Il grande olio su tela «Il conforto» di Giovanni Arnaud, datato 1928, opera adottata dal Rotary club domina, insieme con il «San Francesco» di Guido Cordero di Montezemolo, del 1931, restaurato dalla «Bottero spa» di Cuneo, la mostra «L'opera adottata» allestita al museo civico. L'omaggio alla generosità dei cuneesi sta in una targhetta apposta a ciascuno dei 9 pezzi che, con un impegno di 18 mila euro, sono stati restituiti alla collettività. All'inaugurazione non tutti i donatori erano presenti, segno anche questo di una scelta di «non apparire», in sintonia con la tradizione cuneese, ma anche con un modo di sentire diffuso, apprezzato da Walter Canavesio della Soprintendenza per il Patrimonio storico e artistico. «Adotta un'opera», fa parte del progetto di «San Francesco in Cuneo. Un cantiere per la storia, la memoria, l'arte» sostenuto dalla Fondazione Crc. L'assessore alla Cultura, Alessandro Spedale, ha dato il buon esempio, «adottando» con il collega Guido Lerda, la ditta che ha realizzato i restauri Brancato-Mantelli-Pellegrino di Bra, la casa di riposo S. Giuseppe di Cuneo e due donatori anonimi, il dipinto «Santa Rosalia», eseguito nel 1667 da Giovanna Pascale. La PromoCuneo ha pagato il restauro dell'altare portatile in legno intagliato, dipinto, con Cristo che abbraccia la Croce; Bruna Occelli e Isolina Tonon di Borgo S. Dalmazzo hanno adottato il reliquiario di fine '500; la Michelin Italiana spa una croce d'altare lignea rivestita in madreperla, l'Unione Industriale il dipinto del XVII che raffigura S. Antonio da Padova con il Bambino. Paola Dotta Rosso con i fratelli, Margherita e Pierluigi, ha scelto di far restaurare due insegne processionali con le immagini della Sacra Famiglia. Spiega: «Volevamo fare un dono alla città, ma che ricordasse la nostra famiglia». Motivazioni personali e bene collettivo si uniscono in molte donazioni, come in quella di Federica Scolari Mantelli, madre dell'assessore Mauro Mantelli, che ha adottato la decima opera, non ancora esposta perchè in lavorazione: il «Matrimonio mistico di Santa Caterina da Siena» eseguito da un pittore piemontese del XVIII secolo. «E' un gesto che ho voluto fare in ricordo di mio marito Paolo, morto sei mesi fa». «Adotta un'opera» di può visitare da martedì a sabato, ore 9-12 e 14,30-17, domenica e festivi, 15-19, ingresso libero.

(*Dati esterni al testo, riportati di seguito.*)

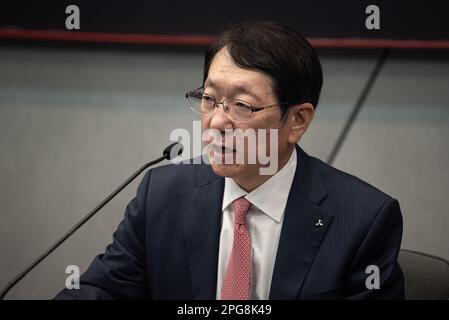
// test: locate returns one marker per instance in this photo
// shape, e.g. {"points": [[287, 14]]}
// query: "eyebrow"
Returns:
{"points": [[237, 88]]}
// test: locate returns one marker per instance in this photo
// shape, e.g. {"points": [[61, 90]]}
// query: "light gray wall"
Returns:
{"points": [[75, 123]]}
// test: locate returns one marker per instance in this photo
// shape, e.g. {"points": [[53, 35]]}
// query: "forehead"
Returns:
{"points": [[224, 75]]}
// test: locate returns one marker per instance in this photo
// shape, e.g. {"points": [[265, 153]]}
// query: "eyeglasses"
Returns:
{"points": [[236, 110]]}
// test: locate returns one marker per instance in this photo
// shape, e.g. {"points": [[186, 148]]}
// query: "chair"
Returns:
{"points": [[426, 277]]}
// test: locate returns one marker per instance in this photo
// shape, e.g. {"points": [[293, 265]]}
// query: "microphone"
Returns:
{"points": [[172, 151]]}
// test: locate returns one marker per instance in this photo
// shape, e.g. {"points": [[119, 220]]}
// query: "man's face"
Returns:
{"points": [[227, 81]]}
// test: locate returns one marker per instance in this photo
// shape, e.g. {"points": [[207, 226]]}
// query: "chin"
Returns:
{"points": [[227, 170]]}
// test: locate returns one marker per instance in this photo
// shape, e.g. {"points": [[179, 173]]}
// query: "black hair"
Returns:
{"points": [[278, 51]]}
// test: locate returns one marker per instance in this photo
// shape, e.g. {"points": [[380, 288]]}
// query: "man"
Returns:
{"points": [[225, 231]]}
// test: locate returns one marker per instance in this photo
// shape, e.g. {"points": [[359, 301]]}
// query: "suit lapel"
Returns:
{"points": [[201, 222], [303, 229]]}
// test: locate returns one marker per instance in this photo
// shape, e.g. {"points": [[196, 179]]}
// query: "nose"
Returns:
{"points": [[219, 120]]}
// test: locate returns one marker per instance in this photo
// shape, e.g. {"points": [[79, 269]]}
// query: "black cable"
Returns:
{"points": [[358, 105]]}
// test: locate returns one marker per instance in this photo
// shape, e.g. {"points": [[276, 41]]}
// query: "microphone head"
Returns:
{"points": [[173, 150]]}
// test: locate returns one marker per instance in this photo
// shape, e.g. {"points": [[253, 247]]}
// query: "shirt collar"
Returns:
{"points": [[271, 196]]}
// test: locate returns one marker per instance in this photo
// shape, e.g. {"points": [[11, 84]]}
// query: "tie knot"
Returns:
{"points": [[241, 207]]}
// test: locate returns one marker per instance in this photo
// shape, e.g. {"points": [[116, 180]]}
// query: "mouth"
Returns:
{"points": [[219, 149]]}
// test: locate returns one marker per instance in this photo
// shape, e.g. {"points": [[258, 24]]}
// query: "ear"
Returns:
{"points": [[299, 118]]}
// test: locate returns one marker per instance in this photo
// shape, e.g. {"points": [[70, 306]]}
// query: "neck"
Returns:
{"points": [[252, 181]]}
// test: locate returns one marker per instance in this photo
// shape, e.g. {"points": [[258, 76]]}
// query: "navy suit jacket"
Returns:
{"points": [[167, 245]]}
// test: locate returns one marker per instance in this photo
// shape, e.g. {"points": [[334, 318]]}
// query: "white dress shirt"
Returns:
{"points": [[264, 219]]}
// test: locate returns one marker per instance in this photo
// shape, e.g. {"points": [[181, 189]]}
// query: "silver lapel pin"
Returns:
{"points": [[319, 223]]}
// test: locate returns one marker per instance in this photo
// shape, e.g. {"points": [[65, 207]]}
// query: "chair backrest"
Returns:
{"points": [[426, 276]]}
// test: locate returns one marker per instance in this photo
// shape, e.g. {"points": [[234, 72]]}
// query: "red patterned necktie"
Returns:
{"points": [[237, 280]]}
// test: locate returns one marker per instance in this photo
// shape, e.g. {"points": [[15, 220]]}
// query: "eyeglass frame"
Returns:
{"points": [[250, 105]]}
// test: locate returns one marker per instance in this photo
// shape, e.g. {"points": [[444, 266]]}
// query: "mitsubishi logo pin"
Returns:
{"points": [[319, 223]]}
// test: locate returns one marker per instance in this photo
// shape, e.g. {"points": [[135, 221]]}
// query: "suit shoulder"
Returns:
{"points": [[345, 184]]}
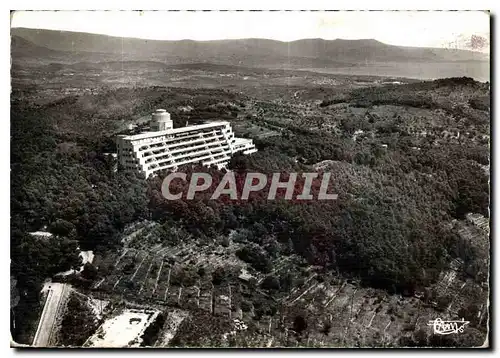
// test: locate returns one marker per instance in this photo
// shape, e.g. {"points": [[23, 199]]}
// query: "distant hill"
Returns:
{"points": [[367, 55]]}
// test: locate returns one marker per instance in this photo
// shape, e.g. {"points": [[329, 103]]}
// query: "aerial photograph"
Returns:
{"points": [[250, 179]]}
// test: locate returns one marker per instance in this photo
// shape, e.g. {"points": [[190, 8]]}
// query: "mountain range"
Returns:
{"points": [[66, 46]]}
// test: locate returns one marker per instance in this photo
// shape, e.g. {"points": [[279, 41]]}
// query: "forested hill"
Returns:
{"points": [[398, 189]]}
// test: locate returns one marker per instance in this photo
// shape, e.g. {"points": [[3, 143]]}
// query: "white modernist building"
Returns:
{"points": [[167, 148]]}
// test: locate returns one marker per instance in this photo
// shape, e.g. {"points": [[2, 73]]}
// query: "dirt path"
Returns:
{"points": [[55, 297]]}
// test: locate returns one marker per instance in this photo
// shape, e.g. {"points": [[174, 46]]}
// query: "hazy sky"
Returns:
{"points": [[407, 28]]}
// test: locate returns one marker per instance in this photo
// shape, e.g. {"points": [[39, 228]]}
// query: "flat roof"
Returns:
{"points": [[175, 130]]}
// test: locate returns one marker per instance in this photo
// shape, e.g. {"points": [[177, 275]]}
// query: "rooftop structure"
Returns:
{"points": [[167, 148]]}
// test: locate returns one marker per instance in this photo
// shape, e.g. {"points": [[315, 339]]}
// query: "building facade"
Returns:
{"points": [[167, 148]]}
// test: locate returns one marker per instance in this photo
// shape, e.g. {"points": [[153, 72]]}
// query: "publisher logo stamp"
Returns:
{"points": [[448, 327]]}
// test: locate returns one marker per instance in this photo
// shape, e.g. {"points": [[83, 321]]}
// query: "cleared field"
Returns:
{"points": [[123, 330]]}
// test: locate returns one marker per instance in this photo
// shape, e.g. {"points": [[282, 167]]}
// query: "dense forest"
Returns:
{"points": [[387, 228]]}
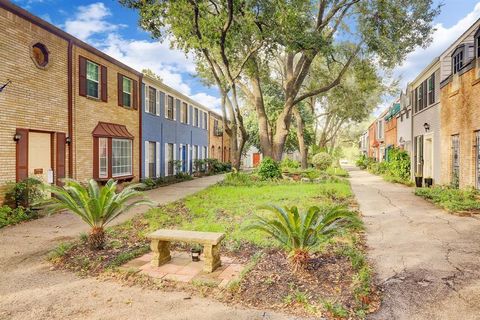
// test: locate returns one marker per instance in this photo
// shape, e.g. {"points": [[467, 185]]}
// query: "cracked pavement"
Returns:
{"points": [[427, 261]]}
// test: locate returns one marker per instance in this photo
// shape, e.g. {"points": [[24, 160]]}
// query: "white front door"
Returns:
{"points": [[428, 156], [39, 155]]}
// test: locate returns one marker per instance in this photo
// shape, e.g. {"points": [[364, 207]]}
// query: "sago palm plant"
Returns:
{"points": [[298, 232], [95, 205]]}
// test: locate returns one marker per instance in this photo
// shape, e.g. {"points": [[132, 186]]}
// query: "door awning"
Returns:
{"points": [[111, 130]]}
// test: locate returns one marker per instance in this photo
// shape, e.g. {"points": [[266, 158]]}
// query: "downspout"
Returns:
{"points": [[140, 111], [70, 107]]}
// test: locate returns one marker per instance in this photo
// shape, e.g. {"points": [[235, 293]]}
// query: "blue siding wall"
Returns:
{"points": [[160, 129]]}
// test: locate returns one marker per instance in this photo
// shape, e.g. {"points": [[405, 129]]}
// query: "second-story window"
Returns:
{"points": [[170, 108], [93, 79], [431, 89], [152, 100], [184, 116], [127, 92], [457, 62]]}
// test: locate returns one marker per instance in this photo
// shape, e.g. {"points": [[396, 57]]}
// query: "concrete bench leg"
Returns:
{"points": [[161, 252], [212, 258]]}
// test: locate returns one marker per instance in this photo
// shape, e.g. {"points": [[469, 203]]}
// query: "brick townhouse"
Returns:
{"points": [[68, 110], [460, 113], [219, 141]]}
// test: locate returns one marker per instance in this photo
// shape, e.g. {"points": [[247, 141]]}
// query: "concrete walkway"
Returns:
{"points": [[427, 261], [30, 290]]}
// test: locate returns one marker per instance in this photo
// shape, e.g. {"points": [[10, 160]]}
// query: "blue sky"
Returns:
{"points": [[114, 30]]}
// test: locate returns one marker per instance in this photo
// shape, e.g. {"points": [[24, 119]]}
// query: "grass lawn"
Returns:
{"points": [[338, 283]]}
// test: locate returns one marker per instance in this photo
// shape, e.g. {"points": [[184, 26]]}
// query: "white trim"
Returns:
{"points": [[174, 158], [165, 160], [147, 98], [147, 146], [188, 157], [157, 159], [157, 106]]}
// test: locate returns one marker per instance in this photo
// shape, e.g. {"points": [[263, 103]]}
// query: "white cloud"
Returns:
{"points": [[90, 24], [442, 38], [90, 20]]}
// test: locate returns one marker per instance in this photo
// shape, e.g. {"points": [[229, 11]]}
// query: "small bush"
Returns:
{"points": [[25, 193], [238, 179], [269, 169], [287, 163], [10, 216], [322, 161]]}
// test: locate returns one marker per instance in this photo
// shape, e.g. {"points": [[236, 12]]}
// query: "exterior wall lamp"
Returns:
{"points": [[3, 86], [17, 137]]}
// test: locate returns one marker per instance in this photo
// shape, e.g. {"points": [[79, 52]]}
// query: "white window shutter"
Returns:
{"points": [[146, 160], [157, 159], [165, 111], [157, 107], [187, 157], [174, 157], [146, 98], [166, 159], [175, 109]]}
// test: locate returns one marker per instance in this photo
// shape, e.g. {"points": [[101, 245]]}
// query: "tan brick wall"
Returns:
{"points": [[36, 98], [217, 141], [460, 114], [88, 112]]}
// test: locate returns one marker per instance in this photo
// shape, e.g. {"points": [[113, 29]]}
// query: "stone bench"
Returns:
{"points": [[160, 245]]}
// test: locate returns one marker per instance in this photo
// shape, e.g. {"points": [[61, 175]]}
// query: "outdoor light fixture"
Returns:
{"points": [[17, 137], [195, 254], [4, 85]]}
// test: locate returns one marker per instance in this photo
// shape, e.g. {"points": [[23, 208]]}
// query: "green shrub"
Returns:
{"points": [[378, 168], [25, 193], [298, 232], [398, 164], [322, 161], [238, 179], [287, 163], [269, 169], [10, 216]]}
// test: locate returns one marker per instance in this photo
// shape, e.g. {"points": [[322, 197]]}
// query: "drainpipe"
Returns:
{"points": [[70, 107]]}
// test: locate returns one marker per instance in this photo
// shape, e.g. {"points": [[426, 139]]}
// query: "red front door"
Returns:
{"points": [[256, 159]]}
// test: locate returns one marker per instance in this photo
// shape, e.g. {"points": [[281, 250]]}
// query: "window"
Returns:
{"points": [[152, 100], [169, 159], [151, 159], [455, 161], [93, 76], [170, 108], [418, 155], [195, 119], [420, 97], [127, 92], [457, 61], [121, 157], [431, 89], [39, 55], [184, 112], [102, 157]]}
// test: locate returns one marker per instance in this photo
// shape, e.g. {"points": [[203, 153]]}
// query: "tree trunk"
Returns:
{"points": [[302, 148]]}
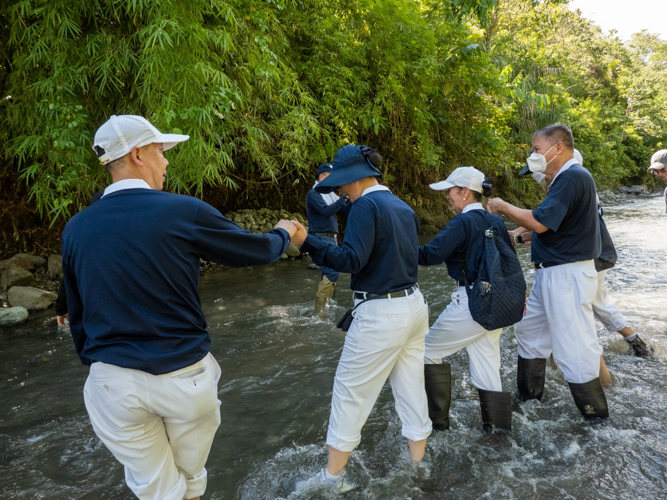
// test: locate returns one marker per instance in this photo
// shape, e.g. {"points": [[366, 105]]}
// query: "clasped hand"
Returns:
{"points": [[296, 231]]}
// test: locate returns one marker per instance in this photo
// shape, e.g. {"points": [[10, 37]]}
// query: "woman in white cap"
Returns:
{"points": [[386, 337], [460, 244]]}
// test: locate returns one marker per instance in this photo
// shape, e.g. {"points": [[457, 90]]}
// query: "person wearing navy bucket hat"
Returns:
{"points": [[321, 210], [386, 329]]}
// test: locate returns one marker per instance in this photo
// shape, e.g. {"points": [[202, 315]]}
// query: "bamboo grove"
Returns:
{"points": [[269, 89]]}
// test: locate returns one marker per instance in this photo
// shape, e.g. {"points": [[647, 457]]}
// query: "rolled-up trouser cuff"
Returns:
{"points": [[196, 485], [341, 444], [417, 434], [178, 492]]}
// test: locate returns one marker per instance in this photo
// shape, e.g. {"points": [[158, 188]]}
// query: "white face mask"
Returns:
{"points": [[540, 178], [537, 163]]}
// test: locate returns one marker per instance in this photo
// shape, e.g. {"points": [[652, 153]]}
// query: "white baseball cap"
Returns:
{"points": [[118, 135], [468, 177], [658, 160]]}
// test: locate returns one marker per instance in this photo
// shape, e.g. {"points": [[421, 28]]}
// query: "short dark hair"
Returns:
{"points": [[558, 132]]}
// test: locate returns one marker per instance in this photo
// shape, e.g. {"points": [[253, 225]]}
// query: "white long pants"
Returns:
{"points": [[159, 427], [559, 319], [385, 340], [604, 311], [455, 330]]}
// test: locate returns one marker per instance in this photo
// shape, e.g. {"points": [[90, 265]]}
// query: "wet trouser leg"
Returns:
{"points": [[385, 340], [160, 427], [455, 330], [559, 319]]}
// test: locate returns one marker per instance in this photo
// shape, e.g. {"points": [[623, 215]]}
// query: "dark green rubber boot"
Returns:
{"points": [[590, 399], [438, 384]]}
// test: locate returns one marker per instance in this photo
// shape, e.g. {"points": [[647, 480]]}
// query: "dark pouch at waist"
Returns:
{"points": [[345, 322]]}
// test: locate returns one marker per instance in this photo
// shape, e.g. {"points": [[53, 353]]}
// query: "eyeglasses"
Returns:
{"points": [[366, 151]]}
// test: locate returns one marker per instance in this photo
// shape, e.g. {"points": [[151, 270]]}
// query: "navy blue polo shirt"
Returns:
{"points": [[381, 245], [322, 217], [570, 213], [463, 239], [131, 271]]}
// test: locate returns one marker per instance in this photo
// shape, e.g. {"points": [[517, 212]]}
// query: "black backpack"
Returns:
{"points": [[498, 301]]}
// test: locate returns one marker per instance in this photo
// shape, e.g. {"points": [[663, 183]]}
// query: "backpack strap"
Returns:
{"points": [[483, 228]]}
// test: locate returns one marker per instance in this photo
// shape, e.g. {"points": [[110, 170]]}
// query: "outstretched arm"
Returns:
{"points": [[220, 240], [520, 216]]}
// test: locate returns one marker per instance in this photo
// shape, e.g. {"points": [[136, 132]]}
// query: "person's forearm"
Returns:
{"points": [[522, 217]]}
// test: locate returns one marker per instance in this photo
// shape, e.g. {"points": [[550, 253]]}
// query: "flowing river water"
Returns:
{"points": [[278, 364]]}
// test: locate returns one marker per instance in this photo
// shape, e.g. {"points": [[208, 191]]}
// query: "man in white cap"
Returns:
{"points": [[559, 311], [131, 270], [658, 168]]}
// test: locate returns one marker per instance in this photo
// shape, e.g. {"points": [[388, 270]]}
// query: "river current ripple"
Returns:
{"points": [[278, 364]]}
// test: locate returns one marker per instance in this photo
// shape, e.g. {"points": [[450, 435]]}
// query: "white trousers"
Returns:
{"points": [[559, 319], [385, 340], [455, 330], [604, 311], [159, 427]]}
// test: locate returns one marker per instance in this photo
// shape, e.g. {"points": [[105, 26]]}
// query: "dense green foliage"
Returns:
{"points": [[269, 89]]}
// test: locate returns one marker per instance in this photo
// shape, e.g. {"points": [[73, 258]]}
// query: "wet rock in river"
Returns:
{"points": [[31, 298], [16, 276], [27, 261], [55, 266], [12, 316]]}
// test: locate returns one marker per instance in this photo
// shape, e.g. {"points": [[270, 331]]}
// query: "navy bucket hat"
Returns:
{"points": [[351, 164]]}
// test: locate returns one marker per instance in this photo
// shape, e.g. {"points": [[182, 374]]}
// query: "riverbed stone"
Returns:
{"points": [[31, 298], [55, 266], [27, 261], [16, 276], [12, 316], [293, 251], [638, 190]]}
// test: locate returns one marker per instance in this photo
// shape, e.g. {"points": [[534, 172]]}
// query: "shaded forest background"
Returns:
{"points": [[270, 89]]}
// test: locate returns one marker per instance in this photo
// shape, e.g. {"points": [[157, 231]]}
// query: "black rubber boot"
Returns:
{"points": [[496, 410], [530, 378], [438, 384], [590, 399]]}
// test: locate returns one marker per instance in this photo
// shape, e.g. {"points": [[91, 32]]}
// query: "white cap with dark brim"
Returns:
{"points": [[658, 160], [468, 177], [118, 135]]}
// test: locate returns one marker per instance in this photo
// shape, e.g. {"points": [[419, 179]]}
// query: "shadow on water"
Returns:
{"points": [[278, 364]]}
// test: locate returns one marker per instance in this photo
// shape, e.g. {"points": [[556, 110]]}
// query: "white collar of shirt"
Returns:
{"points": [[567, 165], [329, 198], [126, 184], [371, 189], [472, 206]]}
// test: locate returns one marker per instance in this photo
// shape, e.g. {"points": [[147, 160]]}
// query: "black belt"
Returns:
{"points": [[544, 265], [393, 295]]}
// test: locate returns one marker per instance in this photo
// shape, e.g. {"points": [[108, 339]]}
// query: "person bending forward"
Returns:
{"points": [[461, 242], [386, 338]]}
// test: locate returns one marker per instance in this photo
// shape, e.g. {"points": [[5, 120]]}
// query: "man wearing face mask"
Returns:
{"points": [[321, 210], [559, 312], [603, 310]]}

CUNEO - Antichi dipinti, altari e reliquiari adottati da privati e aziende cuneesi
Il Rotary club di Cuneo ha adottato due opere d'arte, il dipinto "Il conforto di Giovanni Arnaud" e il San Francesco di Guido Cordero di Montezemolo, per un totale di 18 mila euro. La mostra è stata inaugurata al museo civico e include altre 7 opere adottate da donatori diversi, tra cui l'assessore Alessandro Spedale e il suo collega Guido Lerda. I donatori hanno scelto di non apparire pubblicamente, in linea con la tradizione cuneese. Il progetto è stato sostenuto dalla Fondazione Crc e ha come obiettivo di adottare un'opera d'arte per la storia, la memoria e l'arte.